The lessons did not stay at camp. They came home with him – in the songs he sang, the Hebrew phrases he used, the questions he asked, and eventually in the way he approached Shabbat itself.

In recent years, much of Jewish communal life has been shadowed by fear. Parents worry about what their children will encounter in schools, on campuses, in workplaces, and across a culture that can feel newly hostile. Those fears are not imagined, and we cannot wish them away.

But a people does not endure because it understands what threatens it. A people endures because it understands what it loves.

Since October 7, much of Jewish life has understandably focused on defense. Yet defense alone cannot sustain a community. We can teach children about antisemitism. We can prepare them for hostility. We can explain the challenges they may face.

But we must also give them something they want to defend. A child who is only warned about antisemitism learns vigilance. A child who is given Shabbat, Hebrew, Israel, friendship, music, and community learns attachment. And attachment is what endures. That is harder to cultivate than vigilance. Yet I have watched camp accomplish it.

Like many parents, I expected camp to foster independence and confidence. I expected stories about games, friends, and adventures. I did not expect my son to come home talking about Shabbat. I certainly did not expect him to become the person reminding me.

Yet there are moments now when I look across the table and realize that something remarkable has happened. My son is no longer simply receiving the tradition. He is beginning to carry it.
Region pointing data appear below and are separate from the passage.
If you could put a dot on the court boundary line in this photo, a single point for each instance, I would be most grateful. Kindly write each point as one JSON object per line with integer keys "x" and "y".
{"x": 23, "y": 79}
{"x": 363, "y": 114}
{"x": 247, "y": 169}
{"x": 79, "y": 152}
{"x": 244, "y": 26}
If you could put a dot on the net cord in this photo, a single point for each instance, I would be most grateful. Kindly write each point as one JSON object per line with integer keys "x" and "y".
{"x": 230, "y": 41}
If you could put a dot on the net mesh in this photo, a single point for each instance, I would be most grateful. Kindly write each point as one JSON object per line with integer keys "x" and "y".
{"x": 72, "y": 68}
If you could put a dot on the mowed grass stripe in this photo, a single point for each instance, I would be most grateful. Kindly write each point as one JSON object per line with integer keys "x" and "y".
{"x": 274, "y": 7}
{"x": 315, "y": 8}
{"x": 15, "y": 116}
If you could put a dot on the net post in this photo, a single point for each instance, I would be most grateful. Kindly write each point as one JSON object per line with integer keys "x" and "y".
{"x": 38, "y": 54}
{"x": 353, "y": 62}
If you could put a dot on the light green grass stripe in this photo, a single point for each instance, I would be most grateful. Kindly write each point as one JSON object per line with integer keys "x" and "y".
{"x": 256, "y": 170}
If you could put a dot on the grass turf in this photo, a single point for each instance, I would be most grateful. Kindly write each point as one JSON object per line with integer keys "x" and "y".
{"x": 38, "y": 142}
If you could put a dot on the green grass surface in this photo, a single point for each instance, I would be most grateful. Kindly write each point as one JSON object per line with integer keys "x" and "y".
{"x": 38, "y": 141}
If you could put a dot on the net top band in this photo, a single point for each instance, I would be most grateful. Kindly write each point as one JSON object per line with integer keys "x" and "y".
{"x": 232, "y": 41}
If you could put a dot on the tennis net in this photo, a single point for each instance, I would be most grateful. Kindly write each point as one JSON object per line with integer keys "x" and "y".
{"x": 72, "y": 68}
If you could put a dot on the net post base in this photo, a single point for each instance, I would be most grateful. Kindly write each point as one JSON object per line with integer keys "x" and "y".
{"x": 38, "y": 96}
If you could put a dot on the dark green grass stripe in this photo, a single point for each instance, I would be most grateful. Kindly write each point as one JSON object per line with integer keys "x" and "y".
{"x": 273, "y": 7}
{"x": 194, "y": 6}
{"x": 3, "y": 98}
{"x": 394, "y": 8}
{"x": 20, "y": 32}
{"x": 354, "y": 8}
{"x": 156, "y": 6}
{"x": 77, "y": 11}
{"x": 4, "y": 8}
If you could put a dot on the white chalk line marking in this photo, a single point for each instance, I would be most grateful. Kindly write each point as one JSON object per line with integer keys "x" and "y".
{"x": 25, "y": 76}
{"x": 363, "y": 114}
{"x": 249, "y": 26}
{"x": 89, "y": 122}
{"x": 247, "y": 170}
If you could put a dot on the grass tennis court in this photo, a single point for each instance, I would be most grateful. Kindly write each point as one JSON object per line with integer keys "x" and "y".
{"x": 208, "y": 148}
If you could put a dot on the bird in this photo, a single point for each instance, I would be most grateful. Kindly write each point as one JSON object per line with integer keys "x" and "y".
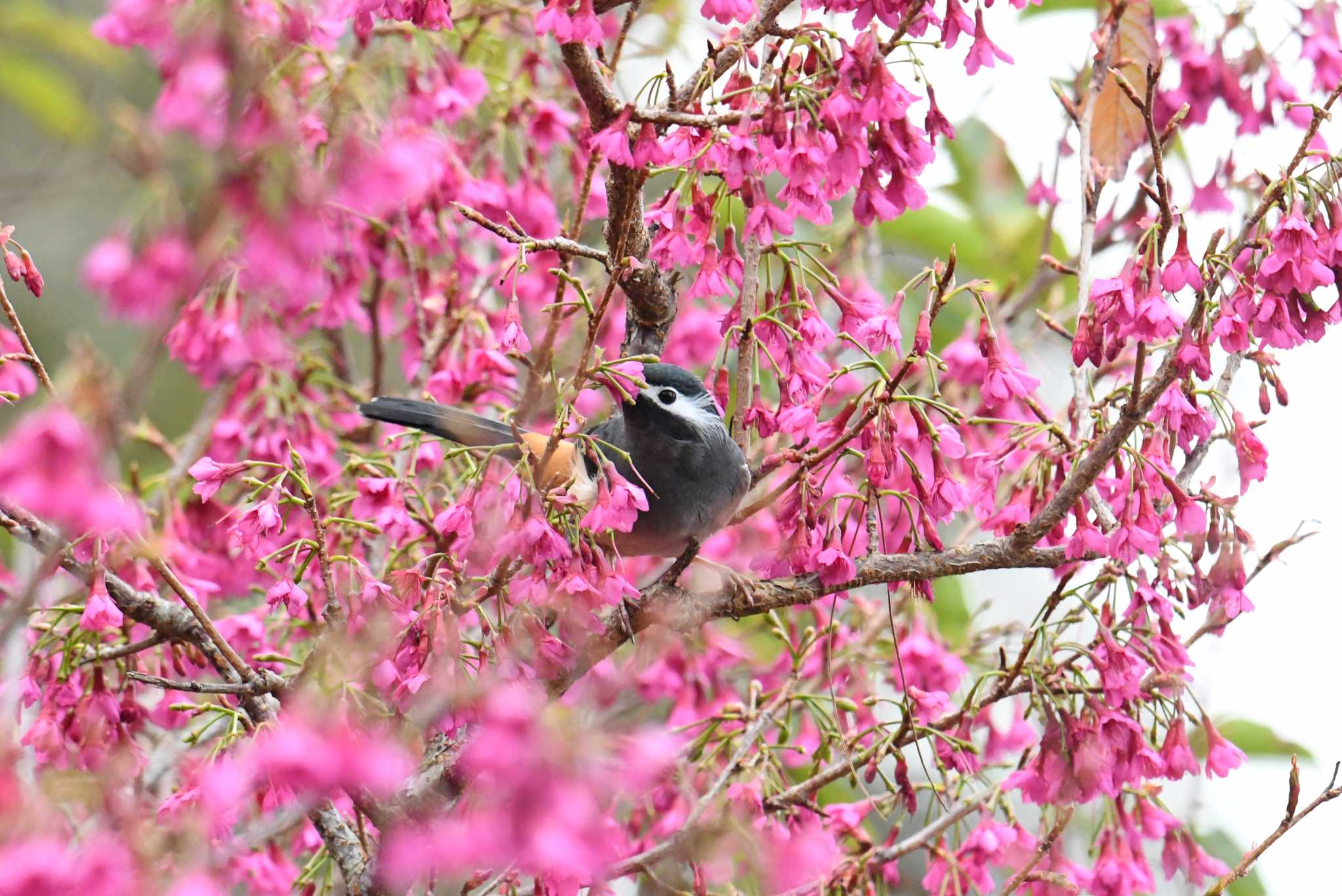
{"x": 670, "y": 439}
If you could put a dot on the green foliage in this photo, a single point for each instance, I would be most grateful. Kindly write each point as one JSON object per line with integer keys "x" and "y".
{"x": 46, "y": 96}
{"x": 997, "y": 235}
{"x": 39, "y": 79}
{"x": 1162, "y": 9}
{"x": 1254, "y": 738}
{"x": 951, "y": 610}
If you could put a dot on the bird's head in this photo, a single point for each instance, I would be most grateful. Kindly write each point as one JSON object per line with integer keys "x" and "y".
{"x": 676, "y": 403}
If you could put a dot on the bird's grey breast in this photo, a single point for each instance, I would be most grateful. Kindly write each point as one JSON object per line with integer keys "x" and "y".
{"x": 693, "y": 486}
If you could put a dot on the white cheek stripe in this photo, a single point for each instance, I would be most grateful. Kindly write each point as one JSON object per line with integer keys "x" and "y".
{"x": 584, "y": 486}
{"x": 697, "y": 412}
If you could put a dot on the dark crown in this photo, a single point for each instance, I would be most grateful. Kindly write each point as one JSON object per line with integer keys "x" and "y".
{"x": 680, "y": 379}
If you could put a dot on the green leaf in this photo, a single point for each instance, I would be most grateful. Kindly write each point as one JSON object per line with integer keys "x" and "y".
{"x": 951, "y": 610}
{"x": 37, "y": 26}
{"x": 1162, "y": 9}
{"x": 997, "y": 236}
{"x": 47, "y": 96}
{"x": 1254, "y": 738}
{"x": 986, "y": 179}
{"x": 1221, "y": 846}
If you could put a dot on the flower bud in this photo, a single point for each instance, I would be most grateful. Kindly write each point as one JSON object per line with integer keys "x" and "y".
{"x": 923, "y": 336}
{"x": 31, "y": 275}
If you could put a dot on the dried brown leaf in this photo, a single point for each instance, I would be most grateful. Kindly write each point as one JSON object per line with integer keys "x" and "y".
{"x": 1117, "y": 128}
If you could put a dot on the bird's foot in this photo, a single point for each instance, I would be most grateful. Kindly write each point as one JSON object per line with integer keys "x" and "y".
{"x": 626, "y": 618}
{"x": 738, "y": 585}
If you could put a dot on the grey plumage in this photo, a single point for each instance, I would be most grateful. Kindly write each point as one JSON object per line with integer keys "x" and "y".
{"x": 693, "y": 472}
{"x": 455, "y": 424}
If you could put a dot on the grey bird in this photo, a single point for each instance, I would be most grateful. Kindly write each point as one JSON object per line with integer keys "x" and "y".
{"x": 678, "y": 447}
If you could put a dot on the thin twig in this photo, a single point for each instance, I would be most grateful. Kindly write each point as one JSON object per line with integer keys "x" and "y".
{"x": 33, "y": 360}
{"x": 105, "y": 655}
{"x": 746, "y": 743}
{"x": 560, "y": 244}
{"x": 199, "y": 612}
{"x": 933, "y": 832}
{"x": 1043, "y": 849}
{"x": 1292, "y": 820}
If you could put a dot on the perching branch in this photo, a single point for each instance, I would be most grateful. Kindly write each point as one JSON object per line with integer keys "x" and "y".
{"x": 686, "y": 610}
{"x": 266, "y": 683}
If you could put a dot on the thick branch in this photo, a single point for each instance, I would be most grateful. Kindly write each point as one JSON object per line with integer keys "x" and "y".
{"x": 687, "y": 610}
{"x": 651, "y": 301}
{"x": 176, "y": 623}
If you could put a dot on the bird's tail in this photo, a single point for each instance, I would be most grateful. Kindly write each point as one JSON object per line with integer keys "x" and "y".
{"x": 459, "y": 426}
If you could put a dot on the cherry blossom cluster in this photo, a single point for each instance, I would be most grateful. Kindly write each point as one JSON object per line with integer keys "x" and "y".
{"x": 305, "y": 651}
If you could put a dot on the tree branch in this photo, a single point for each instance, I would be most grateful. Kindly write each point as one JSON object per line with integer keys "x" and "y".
{"x": 748, "y": 742}
{"x": 651, "y": 301}
{"x": 532, "y": 244}
{"x": 721, "y": 58}
{"x": 33, "y": 360}
{"x": 1046, "y": 846}
{"x": 1292, "y": 820}
{"x": 179, "y": 624}
{"x": 266, "y": 683}
{"x": 932, "y": 832}
{"x": 686, "y": 610}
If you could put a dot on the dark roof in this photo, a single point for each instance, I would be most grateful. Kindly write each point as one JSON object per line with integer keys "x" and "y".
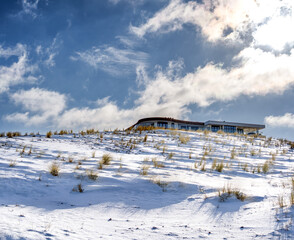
{"x": 245, "y": 125}
{"x": 168, "y": 119}
{"x": 217, "y": 123}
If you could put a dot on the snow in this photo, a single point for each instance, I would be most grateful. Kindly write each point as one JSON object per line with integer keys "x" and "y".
{"x": 175, "y": 201}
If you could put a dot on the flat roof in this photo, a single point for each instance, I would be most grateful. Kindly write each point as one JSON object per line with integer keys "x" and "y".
{"x": 235, "y": 124}
{"x": 210, "y": 122}
{"x": 169, "y": 119}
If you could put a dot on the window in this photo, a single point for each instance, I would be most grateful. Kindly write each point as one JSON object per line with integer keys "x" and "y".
{"x": 229, "y": 129}
{"x": 162, "y": 124}
{"x": 215, "y": 128}
{"x": 240, "y": 131}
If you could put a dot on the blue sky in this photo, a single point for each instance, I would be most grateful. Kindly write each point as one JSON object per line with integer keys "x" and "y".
{"x": 104, "y": 64}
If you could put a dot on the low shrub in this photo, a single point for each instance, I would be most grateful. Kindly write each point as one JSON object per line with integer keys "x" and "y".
{"x": 106, "y": 159}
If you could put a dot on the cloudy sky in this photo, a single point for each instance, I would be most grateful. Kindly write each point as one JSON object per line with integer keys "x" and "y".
{"x": 105, "y": 63}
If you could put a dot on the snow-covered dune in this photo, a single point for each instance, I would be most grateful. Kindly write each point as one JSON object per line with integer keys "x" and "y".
{"x": 158, "y": 185}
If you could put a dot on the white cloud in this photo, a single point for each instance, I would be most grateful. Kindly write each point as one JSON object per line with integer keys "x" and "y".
{"x": 18, "y": 72}
{"x": 276, "y": 32}
{"x": 42, "y": 106}
{"x": 168, "y": 93}
{"x": 212, "y": 17}
{"x": 225, "y": 20}
{"x": 47, "y": 54}
{"x": 113, "y": 60}
{"x": 286, "y": 120}
{"x": 29, "y": 7}
{"x": 133, "y": 2}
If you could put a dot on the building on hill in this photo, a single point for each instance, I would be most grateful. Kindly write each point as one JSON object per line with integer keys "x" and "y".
{"x": 214, "y": 126}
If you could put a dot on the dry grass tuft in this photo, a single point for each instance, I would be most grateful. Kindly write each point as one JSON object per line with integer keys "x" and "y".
{"x": 78, "y": 188}
{"x": 54, "y": 169}
{"x": 144, "y": 170}
{"x": 92, "y": 175}
{"x": 184, "y": 139}
{"x": 106, "y": 159}
{"x": 12, "y": 163}
{"x": 157, "y": 164}
{"x": 170, "y": 155}
{"x": 49, "y": 134}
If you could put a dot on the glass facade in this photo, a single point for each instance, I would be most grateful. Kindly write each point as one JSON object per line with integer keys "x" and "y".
{"x": 229, "y": 129}
{"x": 162, "y": 124}
{"x": 215, "y": 128}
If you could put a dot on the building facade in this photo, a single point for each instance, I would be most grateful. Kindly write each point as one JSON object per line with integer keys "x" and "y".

As I prepare to send my children back to camp this summer – and as they move from Camp Yomi to overnight camps in the years ahead – I find myself grateful for institutions that still know how to nurture that kind of belonging.

My son knew Judaism before camp. Camp helped turn that knowledge into attachment. And for a people that worries so much about its future, that is no small gift.

Samuel J. Abrams is a professor of politics at Sarah Lawrence College and a senior fellow at the American Enterprise Institute.